# Find best models

This notebook will load all models and re-evaluate them on all 5 folds, without re-fit. The best model for each phenotype will be selected for further experiments

In [1]:
from _load_llm_results import *

import numpy as np
import warnings
import os
import importlib
import sys; sys.path.append('../')
from evaluate_model import read_data
from sklearn.metrics import average_precision_score, roc_auc_score

warnings.filterwarnings("ignore")

%matplotlib inline

from tqdm import tqdm
from glob import glob

data_dir = '../data'

def evaluate_all_folds(metric, cp_function, cp_df, folds=['A', 'B', 'C', 'D', 'E'], bootstrap=False, n_reps=1_000, override_runid=False):
    
    runid = cp_df['RunID']
    if override_runid:
        runid = '101' # enforcing to use the held out dataset
        print("Overriding RunID, Using runID", runid)
        cp_df['RunID'] = runid
    
    for FOLD in folds:
        X_train, y_train, X_test, y_test = read_data(
            targets_rev[cp_df['target']], FOLD, runid, cp_df['scale'],
            cp_df['icd_only'], data_dir, cp_df['random_state']
        )

        def eval(X, y):
            try:
                prob = np.array(cp_function(X))
            except Exception:
                prob = np.zeros(shape=len(X))
            try:
                if metric in [average_precision_score, roc_auc_score]:
                    return metric(y, prob)
                else:
                    return metric(y, np.where(prob> 0.5), 1, 0)
            except ValueError:
                return np.nan

        entry = f"{metric.__name__}_train_{FOLD}"
        if bootstrap:
            val_samples = []
            for i in tqdm(range(n_reps)):
                samples = np.random.randint(0,len(y_train)-1, size=len(y_train))
                val_samples.append( eval(X_train.iloc[samples, :], y_train.iloc[samples]) )

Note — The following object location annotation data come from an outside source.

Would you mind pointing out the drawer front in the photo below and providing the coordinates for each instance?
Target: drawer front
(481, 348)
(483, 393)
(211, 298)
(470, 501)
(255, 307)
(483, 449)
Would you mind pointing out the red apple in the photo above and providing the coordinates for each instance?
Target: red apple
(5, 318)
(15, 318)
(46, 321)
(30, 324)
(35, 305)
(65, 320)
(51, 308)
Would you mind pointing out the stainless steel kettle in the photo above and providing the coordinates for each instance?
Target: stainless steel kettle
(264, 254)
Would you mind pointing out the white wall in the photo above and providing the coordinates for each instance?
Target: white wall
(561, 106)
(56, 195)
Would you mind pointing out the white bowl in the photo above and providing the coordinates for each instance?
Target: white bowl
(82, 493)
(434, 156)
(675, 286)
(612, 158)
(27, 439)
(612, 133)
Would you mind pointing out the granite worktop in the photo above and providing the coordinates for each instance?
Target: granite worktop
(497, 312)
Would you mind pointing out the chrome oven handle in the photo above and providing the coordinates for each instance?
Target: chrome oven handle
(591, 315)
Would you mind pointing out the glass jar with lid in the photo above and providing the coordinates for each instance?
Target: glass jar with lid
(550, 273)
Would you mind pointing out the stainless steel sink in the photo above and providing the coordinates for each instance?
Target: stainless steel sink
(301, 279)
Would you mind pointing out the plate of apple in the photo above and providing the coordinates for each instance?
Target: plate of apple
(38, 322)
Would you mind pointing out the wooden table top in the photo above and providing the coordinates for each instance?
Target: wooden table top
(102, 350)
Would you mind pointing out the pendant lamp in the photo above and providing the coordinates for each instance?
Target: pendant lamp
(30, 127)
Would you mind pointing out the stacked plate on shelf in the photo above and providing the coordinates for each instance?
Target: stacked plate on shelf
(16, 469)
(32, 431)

            cp_df[f"{entry}_mean"] = np.mean(val_samples)
            cp_df[f"{entry}_std"] = np.std(val_samples)
            cp_df[f"{entry}_ci_upper"] = np.quantile(val_samples,0.95)
            cp_df[f"{entry}_ci_lower"] = np.quantile(val_samples,0.05)
        else:
            cp_df[entry] = eval(X_train, y_train)
            
        entry = f"{metric.__name__}_fold_out_{FOLD}"
        if bootstrap:
            val_samples = []
            for i in tqdm(range(n_reps)):
                samples = np.random.randint(0,len(y_test)-1, size=len(y_test))
                val_samples.append( eval(X_test.iloc[samples, :], y_test.iloc[samples]) )

            cp_df[f"{entry}_mean"] = np.mean(val_samples)
            cp_df[f"{entry}_std"] = np.std(val_samples)
            cp_df[f"{entry}_ci_upper"] = np.quantile(val_samples,0.95)
            cp_df[f"{entry}_ci_lower"] = np.quantile(val_samples,0.05)
        else:
            cp_df[entry] = eval(X_test, y_test)

    return cp_df

def load_results(constraints=dict(scale=[False])):
    count = 0
    for file in tqdm(glob(f"{results_path}/**/*.json", recursive=True)):
        
        try:
            cp_df = pd.read_json(file, typ="series")
        except Exception as e:
            # print("Bad results in file", file)
            continue
            
        # unifying column name
        cp_df = cp_df.rename(index={"few_feature": "icd_only"})
            
        stay = True
        for kc, vc in constraints.items():
            if cp_df[kc] not in vc:
                stay = False
                # print("skipping", file)
                break
        if not stay:
            # print('continuing')
            continue

        indxs = cp_df.index
        # indxs = [indx for indx in indxs if indx not in ['pred', 'pred_proba']]

        # Evaluating the program in the other folds
        cp_file = file.replace('.json', '_program') \
                      .replace(cp_df['target'], targets_rev[cp_df['target']]) \
                      .replace('/', '.')[3:]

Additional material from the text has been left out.